Yelp is a website that allows you to search, view ratings and evaluate services market objects (restaurants, cafes, hairdressers, etc.). In 2017, he became another member of the Hurray! Profit! ”, Safely leaving the black band in 2016. Given that two years before that, Yelp lost $ 30 million, the profit figure of $ 150 million, definitely, became one of the most pleasant results of the year for service investors.

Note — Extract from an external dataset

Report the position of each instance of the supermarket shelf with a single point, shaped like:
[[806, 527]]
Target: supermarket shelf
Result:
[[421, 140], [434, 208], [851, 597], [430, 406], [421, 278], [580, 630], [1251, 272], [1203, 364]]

9. Floor & Decor Holdings (NYSE: FND)
• Revenue in 2016: $ 1 billion.
• Revenue in 2017: $ 1.4 billion.
• Profit in 2016: $ 43 million.
• Profit in 2017: $ 102.8 million.
Investors of this operator of interior and decor stores may be happy with how confidently their income and profit levels rise. Last Year’s Floor Profit & Decor Holdings increased 2.5 times compared to the previous reporting period.
10. Facebook (NASDAQ: FB)
• Revenue in 2016: $ 27.6 billion.
• Revenue in 2017: $ 40.7 billion.
• Profit in 2016: $ 10.2 billion.
• Profit in 2017: $ 15.9 billion.
Now Facebook is dealing with one of the most important scandals in the history of the company, but there are many reasons for the fact that the company can safely suffer one or more of these attacks. Despite everything, the company continues to grow steadily. Since 2015, revenue has doubled, and profits have more than quadrupled..
[This article was prepared for informational purposes only and does not constitute a recommendation for the purchase or sale of securities. Investing carries a risk of capital loss.]